InMemoryOutboxTransport

It implements OutboxTransport, records every published message, and can be made to fail on demand to exercise the claimer's retry/fail paths.

import { InMemoryOutboxTransport } from '@nest-native/messaging/testing';
import { RetryableError } from '@nest-native/messaging';

const transport = new InMemoryOutboxTransport();

// Register it where production would register KafkaOutboxTransport:
// MessagingModule.forRoot({ ..., transport })

// After running the claimer:
expect(transport.list()).toHaveLength(1);
expect(transport.listTopic('order.placed')).toHaveLength(1);

// Force the retry path:
transport.failWith(new RetryableError('broker down'));
// ...the next claimer tick now schedules retries instead of completing...
transport.clearFailure();

transport.reset(); // clear recorded messages + any injected failure

It is kept out of the package root on purpose, so test scaffolding never enters your production import surface.

:::tip /testing vs /in-process InMemoryOutboxTransport records published messages for assertions — use it in tests.
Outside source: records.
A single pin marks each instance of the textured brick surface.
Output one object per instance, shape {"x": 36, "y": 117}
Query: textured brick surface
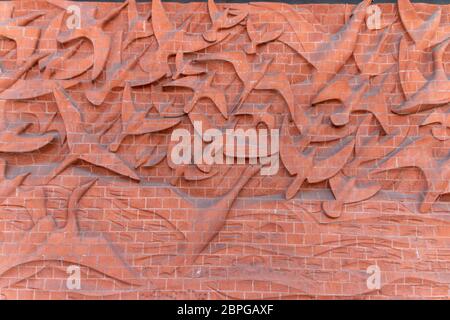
{"x": 86, "y": 116}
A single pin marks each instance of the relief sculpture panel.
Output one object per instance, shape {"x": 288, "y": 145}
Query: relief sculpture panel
{"x": 211, "y": 150}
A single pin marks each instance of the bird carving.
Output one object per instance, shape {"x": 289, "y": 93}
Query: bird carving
{"x": 135, "y": 122}
{"x": 84, "y": 145}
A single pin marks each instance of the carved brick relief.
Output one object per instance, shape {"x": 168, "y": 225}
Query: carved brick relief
{"x": 91, "y": 94}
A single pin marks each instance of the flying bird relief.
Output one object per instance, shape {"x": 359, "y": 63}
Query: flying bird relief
{"x": 440, "y": 121}
{"x": 329, "y": 53}
{"x": 84, "y": 145}
{"x": 171, "y": 40}
{"x": 135, "y": 122}
{"x": 14, "y": 139}
{"x": 357, "y": 97}
{"x": 422, "y": 31}
{"x": 91, "y": 28}
{"x": 222, "y": 20}
{"x": 139, "y": 26}
{"x": 363, "y": 120}
{"x": 260, "y": 36}
{"x": 431, "y": 92}
{"x": 16, "y": 28}
{"x": 118, "y": 76}
{"x": 203, "y": 88}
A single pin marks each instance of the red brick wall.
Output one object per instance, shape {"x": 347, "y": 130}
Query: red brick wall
{"x": 88, "y": 187}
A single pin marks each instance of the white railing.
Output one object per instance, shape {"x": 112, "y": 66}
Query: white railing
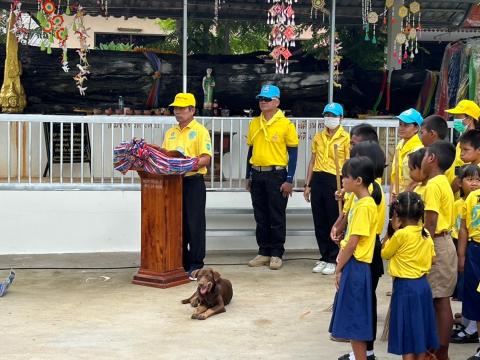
{"x": 28, "y": 149}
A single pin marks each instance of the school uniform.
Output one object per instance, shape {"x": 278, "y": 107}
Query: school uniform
{"x": 439, "y": 199}
{"x": 471, "y": 284}
{"x": 412, "y": 327}
{"x": 269, "y": 161}
{"x": 457, "y": 210}
{"x": 403, "y": 149}
{"x": 376, "y": 266}
{"x": 193, "y": 140}
{"x": 352, "y": 308}
{"x": 323, "y": 186}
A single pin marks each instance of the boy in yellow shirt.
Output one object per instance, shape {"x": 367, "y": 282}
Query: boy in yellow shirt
{"x": 321, "y": 183}
{"x": 439, "y": 219}
{"x": 469, "y": 259}
{"x": 408, "y": 125}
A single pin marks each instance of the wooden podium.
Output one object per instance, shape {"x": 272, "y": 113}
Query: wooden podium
{"x": 161, "y": 254}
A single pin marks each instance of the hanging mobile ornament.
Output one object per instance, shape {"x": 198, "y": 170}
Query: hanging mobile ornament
{"x": 372, "y": 18}
{"x": 400, "y": 40}
{"x": 316, "y": 6}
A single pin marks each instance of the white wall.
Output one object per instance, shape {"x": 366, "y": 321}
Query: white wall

InProcessOutboxTransport (@nest-native/messaging/in-process) dispatches them to registered handlers — that one is a production profile, not a test double, though it also happens to need no broker. :::

A broker-free end-to-end test

This mirrors the flow of the 00-showcase sample: place an order (atomic outbox write), drain it with the claimer, then deliver it to the inbox twice and assert the side effect ran exactly once.
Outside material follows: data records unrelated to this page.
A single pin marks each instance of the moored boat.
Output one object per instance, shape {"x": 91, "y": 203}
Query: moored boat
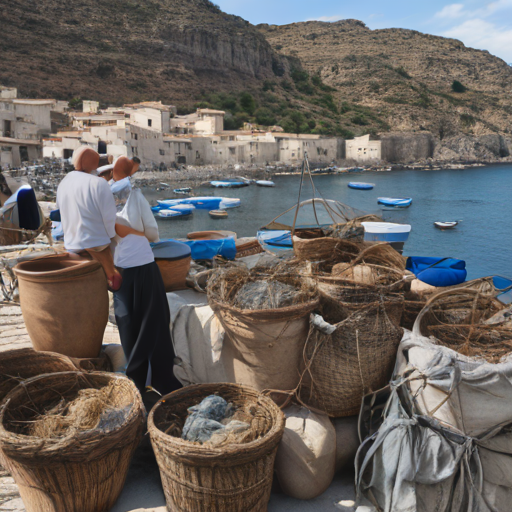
{"x": 395, "y": 202}
{"x": 395, "y": 234}
{"x": 218, "y": 214}
{"x": 183, "y": 190}
{"x": 173, "y": 214}
{"x": 446, "y": 225}
{"x": 359, "y": 185}
{"x": 229, "y": 184}
{"x": 203, "y": 203}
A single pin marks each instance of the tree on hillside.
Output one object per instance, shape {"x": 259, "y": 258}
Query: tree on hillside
{"x": 458, "y": 87}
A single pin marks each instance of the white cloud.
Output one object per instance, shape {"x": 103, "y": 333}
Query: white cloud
{"x": 451, "y": 11}
{"x": 484, "y": 35}
{"x": 327, "y": 18}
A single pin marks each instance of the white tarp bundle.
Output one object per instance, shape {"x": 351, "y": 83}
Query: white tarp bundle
{"x": 197, "y": 338}
{"x": 446, "y": 441}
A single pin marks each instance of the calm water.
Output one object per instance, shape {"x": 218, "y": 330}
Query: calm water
{"x": 481, "y": 198}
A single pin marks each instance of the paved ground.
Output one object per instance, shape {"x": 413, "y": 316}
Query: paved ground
{"x": 143, "y": 489}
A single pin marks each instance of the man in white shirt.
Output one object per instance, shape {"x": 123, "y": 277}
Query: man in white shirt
{"x": 88, "y": 213}
{"x": 141, "y": 307}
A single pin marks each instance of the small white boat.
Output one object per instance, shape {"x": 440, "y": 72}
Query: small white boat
{"x": 173, "y": 214}
{"x": 446, "y": 225}
{"x": 218, "y": 214}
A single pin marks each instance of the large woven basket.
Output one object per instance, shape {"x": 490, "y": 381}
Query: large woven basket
{"x": 22, "y": 364}
{"x": 234, "y": 478}
{"x": 356, "y": 359}
{"x": 82, "y": 472}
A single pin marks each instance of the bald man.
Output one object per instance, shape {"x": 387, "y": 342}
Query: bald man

import { InboxService, OutboxClaimer } from '@nest-native/messaging';
import { InMemoryOutboxTransport } from '@nest-native/messaging/testing';

// 1. Place an order — the order row and the outbox event commit atomically.
await orderService.placeOrder('o-1', 'widget');

// 2. The claimer relays the committed event to the in-memory transport.
const report = await claimer.tick();
expect(report.completed).toBe(1);
expect(transport.list()).toHaveLength(1);

// 3. Deliver to the inbox: dedup + apply the side effect once.
const message = transport.list()[0];
const dedupKey = message.idempotencyKey ?? message.id;
const source = 'order.placed:test';
const applyAudit = () => {
db.insert(orderAudit).values({ key: dedupKey, item: 'widget' }).run();
};

const first = await inbox.runOnce(dedupKey, source, applyAudit);
expect(first).toBe('processed');

// 4. A redelivery is deduplicated — no second audit row.
const second = await inbox.runOnce(dedupKey, source, applyAudit);
expect(second).toBe('duplicate');

The sync-vs-async side-effect rule

InboxService.runOnce runs your side effect inside the dedup transaction. What that handler may do depends on the store's driver:

  • SQLite (SqliteInboxStore) — the handler MUST be synchronous and DB-only. better-sqlite3 cannot suspend a synchronous transaction, so an await inside the handler would let the transaction commit out from under you. Do your DB writes with .run() and return; do not await anything.
  • Postgres (PostgresInboxStore) — an async, DB-only handler is fine, because the Postgres transaction is genuinely asynchronous.

In both cases the handler must stay DB-only: it shares the dedup transaction, so any non-transactional side effect (HTTP calls, sending another message, writing a file) would not roll back if the transaction aborts, breaking the exactly-once guarantee. Do that work outside runOnce — for instance by enqueuing another outbox event from within the handler's transaction.

The same rule applies to the sideEffect you pass to KafkaInboxConsumer.consume, which is wrapped into runOnce for you.